Deep learning is the latest buzz word for artificial intelligence algorithms called neural networks that can learn over time by filtering huge amounts of relevant data through many “deep” layers. The brain-inspired neural network layers consist of nodes (also known as neurons). Tech giants such as Google, Facebook, Amazon, and Microsoft have been training neural networks to learn how to better handle tasks such as recognizing images of dogs or making better Chinese-to-English translations. These AI capabilities have already benefited millions of people using Google Translate and other online services.

But neural networks face huge challenges when they try to rely solely on pattern recognition without having the external memory to store and retrieve information. To improve deep learning’s capabilities, Google DeepMind created a “differentiable neural computer” (DNC) that gives neural networks an external memory for storing information for later use.

“Neural networks are like the human brain; we humans cannot assimilate massive amounts of data and we must rely on external read-write memory all the time,” says Jay McClelland, director of the Center for Mind, Brain and Computation at Stanford University. “We once relied on our physical address books and Rolodexes; now of course we rely on the read-write storage capabilities of regular computers.”

McClelland is a cognitive scientist who served as one of several independent peer reviewers for the Google DeepMind paper that describes development of this improved deep learning system. The full paper is presented in the 12 Oct 2016 issue of the journal Nature.

The DeepMind team found that the DNC system’s combination of the neural network and external memory did much better than a neural network alone in tackling the complex relationships between data points in so-called “graph tasks.” For example, they asked their system to either simply take any path between points A and B or to find the shortest travel routes based on a symbolic map of the London Underground subway.

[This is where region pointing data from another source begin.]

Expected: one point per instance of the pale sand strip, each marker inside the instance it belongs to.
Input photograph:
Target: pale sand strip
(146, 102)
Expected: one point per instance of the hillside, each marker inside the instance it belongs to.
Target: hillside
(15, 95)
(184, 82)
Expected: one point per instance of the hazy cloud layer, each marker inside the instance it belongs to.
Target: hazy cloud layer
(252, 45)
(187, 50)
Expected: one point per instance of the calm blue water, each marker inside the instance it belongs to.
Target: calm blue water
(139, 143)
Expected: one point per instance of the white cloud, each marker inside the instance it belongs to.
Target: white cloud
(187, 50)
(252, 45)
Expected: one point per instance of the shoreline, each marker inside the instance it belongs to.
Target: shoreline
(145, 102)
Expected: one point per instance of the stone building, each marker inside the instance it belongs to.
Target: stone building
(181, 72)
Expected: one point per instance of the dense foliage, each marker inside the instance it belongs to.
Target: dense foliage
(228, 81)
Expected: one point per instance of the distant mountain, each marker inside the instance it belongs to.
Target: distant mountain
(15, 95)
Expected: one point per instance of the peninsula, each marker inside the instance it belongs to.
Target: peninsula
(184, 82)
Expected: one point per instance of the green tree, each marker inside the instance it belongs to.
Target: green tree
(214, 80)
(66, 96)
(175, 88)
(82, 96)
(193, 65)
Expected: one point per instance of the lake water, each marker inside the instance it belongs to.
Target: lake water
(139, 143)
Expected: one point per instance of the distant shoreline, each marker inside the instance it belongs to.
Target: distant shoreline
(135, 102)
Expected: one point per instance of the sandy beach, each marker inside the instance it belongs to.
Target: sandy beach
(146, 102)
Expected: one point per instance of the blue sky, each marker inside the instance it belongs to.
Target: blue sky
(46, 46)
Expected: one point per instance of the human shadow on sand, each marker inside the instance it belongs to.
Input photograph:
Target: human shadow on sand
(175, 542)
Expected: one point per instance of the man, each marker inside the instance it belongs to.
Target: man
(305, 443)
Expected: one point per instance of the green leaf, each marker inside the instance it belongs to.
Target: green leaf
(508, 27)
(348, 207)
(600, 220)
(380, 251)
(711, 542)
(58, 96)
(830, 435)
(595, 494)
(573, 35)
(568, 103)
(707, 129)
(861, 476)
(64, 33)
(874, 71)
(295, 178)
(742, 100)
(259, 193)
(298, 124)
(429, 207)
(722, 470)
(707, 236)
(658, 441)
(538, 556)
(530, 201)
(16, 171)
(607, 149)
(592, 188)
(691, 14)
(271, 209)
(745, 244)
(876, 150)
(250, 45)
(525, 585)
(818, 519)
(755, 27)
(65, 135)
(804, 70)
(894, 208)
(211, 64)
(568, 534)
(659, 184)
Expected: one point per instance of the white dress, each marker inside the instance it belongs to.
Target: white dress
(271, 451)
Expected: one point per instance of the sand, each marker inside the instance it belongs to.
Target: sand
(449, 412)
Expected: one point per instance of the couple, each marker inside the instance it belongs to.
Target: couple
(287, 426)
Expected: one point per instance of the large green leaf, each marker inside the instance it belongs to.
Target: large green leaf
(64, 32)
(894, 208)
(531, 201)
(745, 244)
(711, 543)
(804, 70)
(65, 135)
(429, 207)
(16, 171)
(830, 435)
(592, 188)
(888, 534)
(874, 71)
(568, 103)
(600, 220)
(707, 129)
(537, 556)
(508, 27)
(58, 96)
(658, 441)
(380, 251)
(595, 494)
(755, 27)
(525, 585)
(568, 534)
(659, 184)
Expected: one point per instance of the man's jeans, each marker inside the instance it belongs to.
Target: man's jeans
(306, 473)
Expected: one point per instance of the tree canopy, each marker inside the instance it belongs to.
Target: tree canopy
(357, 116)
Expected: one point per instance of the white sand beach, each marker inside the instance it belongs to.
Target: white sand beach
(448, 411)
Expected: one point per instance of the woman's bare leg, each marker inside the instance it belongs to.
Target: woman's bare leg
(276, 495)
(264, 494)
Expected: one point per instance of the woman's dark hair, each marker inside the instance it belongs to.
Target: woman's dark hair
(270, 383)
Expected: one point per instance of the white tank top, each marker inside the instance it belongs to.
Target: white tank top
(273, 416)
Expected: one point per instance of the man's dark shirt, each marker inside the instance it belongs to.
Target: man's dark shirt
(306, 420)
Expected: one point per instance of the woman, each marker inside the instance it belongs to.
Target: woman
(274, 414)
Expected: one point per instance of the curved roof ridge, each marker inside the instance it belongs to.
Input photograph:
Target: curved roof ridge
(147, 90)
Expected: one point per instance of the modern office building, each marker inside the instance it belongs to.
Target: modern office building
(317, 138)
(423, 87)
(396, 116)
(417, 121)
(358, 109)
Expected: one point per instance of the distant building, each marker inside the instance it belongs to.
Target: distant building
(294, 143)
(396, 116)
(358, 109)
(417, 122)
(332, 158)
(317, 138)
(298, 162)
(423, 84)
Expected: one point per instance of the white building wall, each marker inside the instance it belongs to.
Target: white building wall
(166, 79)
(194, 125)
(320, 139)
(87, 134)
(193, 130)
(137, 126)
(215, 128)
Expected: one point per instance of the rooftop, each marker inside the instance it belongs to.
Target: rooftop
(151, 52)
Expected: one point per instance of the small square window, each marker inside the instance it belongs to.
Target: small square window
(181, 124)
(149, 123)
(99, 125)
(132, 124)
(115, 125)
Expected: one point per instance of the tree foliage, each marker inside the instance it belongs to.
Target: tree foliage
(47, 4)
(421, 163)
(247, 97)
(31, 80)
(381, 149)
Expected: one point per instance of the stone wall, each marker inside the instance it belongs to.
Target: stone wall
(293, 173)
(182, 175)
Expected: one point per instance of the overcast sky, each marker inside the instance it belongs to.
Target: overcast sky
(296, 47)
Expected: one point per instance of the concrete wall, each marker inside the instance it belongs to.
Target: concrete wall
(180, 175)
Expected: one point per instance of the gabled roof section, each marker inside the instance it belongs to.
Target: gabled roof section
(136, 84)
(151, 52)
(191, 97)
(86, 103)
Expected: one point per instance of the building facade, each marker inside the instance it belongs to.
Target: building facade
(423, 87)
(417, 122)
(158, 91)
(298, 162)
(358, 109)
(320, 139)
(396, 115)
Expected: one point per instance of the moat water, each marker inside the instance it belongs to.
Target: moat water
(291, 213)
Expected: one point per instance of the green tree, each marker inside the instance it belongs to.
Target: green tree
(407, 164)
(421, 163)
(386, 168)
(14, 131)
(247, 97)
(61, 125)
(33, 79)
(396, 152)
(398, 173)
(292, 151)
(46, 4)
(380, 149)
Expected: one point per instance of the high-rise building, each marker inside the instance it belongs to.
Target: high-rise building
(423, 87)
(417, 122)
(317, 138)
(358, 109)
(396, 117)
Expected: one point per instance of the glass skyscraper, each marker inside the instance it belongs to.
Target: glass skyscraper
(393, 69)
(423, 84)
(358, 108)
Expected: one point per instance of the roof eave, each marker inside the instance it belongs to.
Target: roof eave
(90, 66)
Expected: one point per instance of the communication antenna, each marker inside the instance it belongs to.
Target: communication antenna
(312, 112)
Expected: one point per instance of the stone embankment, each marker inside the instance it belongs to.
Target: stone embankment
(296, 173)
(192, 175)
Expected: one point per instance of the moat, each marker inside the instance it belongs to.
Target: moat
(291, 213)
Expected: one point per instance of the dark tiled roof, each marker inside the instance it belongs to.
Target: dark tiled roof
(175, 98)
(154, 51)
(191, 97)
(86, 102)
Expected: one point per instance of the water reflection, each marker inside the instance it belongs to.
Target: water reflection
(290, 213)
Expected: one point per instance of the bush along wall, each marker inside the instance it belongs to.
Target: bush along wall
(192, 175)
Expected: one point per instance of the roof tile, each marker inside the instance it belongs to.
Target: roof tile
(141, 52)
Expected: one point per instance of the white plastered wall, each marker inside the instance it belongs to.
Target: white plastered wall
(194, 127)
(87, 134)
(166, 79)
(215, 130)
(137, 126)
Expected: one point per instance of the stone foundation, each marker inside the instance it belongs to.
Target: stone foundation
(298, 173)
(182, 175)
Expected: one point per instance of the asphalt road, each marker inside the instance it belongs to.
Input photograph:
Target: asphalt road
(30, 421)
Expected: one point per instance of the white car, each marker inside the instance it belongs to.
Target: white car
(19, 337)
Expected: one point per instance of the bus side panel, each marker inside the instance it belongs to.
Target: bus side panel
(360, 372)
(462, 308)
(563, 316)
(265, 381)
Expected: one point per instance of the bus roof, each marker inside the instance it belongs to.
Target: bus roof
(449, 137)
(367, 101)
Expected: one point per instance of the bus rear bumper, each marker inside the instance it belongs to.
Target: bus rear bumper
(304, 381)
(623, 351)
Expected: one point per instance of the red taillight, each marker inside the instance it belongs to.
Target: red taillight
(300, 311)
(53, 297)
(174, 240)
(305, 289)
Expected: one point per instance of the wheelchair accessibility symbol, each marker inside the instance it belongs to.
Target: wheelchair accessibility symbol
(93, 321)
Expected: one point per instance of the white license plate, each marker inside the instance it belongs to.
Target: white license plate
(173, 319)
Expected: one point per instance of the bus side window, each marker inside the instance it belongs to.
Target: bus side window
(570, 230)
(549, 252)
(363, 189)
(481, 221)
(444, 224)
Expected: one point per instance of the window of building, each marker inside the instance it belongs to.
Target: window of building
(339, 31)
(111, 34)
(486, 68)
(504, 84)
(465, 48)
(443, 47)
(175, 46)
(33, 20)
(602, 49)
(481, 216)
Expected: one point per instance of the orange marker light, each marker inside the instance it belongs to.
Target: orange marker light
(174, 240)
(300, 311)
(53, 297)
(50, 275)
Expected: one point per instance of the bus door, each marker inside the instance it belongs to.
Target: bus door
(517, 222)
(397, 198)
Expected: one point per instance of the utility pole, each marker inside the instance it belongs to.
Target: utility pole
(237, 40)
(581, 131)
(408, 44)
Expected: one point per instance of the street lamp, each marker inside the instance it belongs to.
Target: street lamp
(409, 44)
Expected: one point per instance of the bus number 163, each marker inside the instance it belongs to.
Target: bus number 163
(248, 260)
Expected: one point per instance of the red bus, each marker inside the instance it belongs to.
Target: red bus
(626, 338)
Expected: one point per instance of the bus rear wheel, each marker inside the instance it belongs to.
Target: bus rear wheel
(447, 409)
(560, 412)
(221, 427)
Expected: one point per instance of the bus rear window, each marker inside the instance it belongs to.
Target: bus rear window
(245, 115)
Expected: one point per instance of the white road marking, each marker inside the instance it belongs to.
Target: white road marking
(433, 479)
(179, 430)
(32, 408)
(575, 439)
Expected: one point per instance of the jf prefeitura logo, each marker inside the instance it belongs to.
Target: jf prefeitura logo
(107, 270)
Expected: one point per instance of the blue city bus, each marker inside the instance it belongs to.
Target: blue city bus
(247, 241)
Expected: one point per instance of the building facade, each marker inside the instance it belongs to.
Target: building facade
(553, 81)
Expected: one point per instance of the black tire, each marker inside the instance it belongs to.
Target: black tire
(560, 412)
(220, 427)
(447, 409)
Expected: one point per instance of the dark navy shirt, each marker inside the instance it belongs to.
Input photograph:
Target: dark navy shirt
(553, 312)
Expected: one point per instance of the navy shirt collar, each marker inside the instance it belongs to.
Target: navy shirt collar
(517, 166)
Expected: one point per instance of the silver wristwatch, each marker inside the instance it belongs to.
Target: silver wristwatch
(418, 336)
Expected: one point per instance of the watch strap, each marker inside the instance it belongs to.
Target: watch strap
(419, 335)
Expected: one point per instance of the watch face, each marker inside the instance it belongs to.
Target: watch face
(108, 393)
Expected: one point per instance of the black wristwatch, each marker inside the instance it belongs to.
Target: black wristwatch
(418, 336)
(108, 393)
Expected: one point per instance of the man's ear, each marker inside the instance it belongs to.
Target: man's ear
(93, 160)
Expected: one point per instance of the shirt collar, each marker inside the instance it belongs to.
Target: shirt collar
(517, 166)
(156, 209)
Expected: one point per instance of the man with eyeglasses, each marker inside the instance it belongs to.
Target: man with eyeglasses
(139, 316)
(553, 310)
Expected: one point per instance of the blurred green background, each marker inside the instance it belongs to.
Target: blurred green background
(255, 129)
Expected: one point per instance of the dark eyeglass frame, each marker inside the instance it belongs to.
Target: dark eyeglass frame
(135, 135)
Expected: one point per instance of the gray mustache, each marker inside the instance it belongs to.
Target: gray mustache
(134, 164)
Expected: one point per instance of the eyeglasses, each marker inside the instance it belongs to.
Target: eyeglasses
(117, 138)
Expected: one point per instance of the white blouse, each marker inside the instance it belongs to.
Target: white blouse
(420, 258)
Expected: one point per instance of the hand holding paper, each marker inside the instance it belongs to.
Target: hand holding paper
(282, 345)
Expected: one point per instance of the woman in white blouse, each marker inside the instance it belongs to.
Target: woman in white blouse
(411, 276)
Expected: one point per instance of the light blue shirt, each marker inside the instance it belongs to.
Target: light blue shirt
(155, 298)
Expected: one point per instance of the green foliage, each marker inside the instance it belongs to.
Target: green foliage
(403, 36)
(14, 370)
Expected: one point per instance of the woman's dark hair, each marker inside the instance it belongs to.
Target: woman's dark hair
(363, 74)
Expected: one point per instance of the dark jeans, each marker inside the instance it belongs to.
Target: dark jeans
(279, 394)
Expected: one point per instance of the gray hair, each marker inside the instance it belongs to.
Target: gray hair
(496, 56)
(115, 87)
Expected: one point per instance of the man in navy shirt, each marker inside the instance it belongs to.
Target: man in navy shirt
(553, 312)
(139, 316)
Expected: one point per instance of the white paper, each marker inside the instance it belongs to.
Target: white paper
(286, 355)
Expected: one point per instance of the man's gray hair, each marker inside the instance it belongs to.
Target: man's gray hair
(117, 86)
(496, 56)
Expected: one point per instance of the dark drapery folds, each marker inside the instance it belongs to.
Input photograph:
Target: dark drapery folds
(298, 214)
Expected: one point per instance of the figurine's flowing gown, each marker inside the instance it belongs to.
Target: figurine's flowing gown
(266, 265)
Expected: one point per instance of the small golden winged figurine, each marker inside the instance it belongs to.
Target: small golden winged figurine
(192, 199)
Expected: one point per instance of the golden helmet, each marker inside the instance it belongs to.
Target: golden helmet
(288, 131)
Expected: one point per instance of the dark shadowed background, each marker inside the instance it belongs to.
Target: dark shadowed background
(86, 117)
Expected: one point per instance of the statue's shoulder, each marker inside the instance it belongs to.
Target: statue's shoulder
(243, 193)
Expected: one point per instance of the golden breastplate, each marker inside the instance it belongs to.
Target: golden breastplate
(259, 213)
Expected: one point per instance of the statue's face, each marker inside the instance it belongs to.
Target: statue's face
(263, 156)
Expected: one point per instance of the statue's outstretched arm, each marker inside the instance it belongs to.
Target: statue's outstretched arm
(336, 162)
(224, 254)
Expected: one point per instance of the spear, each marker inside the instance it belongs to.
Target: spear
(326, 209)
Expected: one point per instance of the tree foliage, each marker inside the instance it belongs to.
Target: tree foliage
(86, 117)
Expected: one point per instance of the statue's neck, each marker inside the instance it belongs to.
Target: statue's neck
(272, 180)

An unaided neural network could not even finish the first level of training, based on traveling between two subway stations without trying to find the shortest route. It achieved an average accuracy of just 37 percent after going through almost two million training examples. By comparison, the neural network with access to external memory in the DNC system successfully completed the entire training curriculum and reached an average of 98.8 percent accuracy on the final lesson.

The external memory of the DNC system also proved critical to success in performing logical planning tasks such as solving simple block puzzle challenges. Again, a neural network by itself could not even finish the first lesson of the training curriculum for the block puzzle challenge. The DNC system was able to use its memory to store information about the challenge’s goals and to effectively plan ahead by writing its decisions to memory before acting upon them.

In 2014, DeepMind’s researchers developed another system, called the neural Turing machine, that also combined neural networks with external memory.